On a related note, a long time ago I read a magazine article featuring an ad from the 1920s for an early hot jazz edition of Welk’s band.
I wonder how many times they’ve replayed the one Welk show with the, umm, very interesting song, one that he apparently thought must be a Gospel or Spiritual number because the name Jesus is in the lyrics - “One Toke Over the Line”
I’ll admit that it’s hard to hear him distinctly. The sound quality on that video is not great, and the strumming is always synchronized with the bass and drums.
The Welk Orchestra strikes me a something of a special case in terms of being a big band. The leader played the accordion, ferpetessake. How many charts did Fletcher Henderson write that used an accordion?
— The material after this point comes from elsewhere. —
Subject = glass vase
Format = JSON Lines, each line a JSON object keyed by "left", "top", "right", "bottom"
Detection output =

How many lineups of Ellington, Basie, Goodman, Miller, Dorsey, Webb, Whitehead, Shaw, etc. even had an accordion?
It’s just not a swing instrument. And I dare say it makes any selection from the Great American Songbook sound like a polka.
It’s very complicated, I would if I could however:
When I stumble upon Lawrence Welk on PBS and my heart is flooded with memories. My parents and grandparents beloved aunts and uncles would watch on Saturday nights when I was a kid, that was their show and their music. Now at age 54 almost all of my family are gone and to tell you the truth I can’t watch the show for more than a few minutes before tears well up I was filled with much nostalgia and feelings of great loss.
Funny tangentally-related story: The guy I worked with in commercial radio in the '90s had been a DJ for Radio Moscow in the late '80s. He was able to slip Monty Python’s “Lumberjack Song” into his mix by telling his superiors it was about the ruthless capitalistic exploitation of ordinary Canadian workers.*
*Yes, they were stupid enough to believe him. :smack:
Reminds me of the Homecoming shows I was in in high school. The actors are just as wooden and the music is just as bad. And hey, dig those yellow blazers and white slacks! That’s class!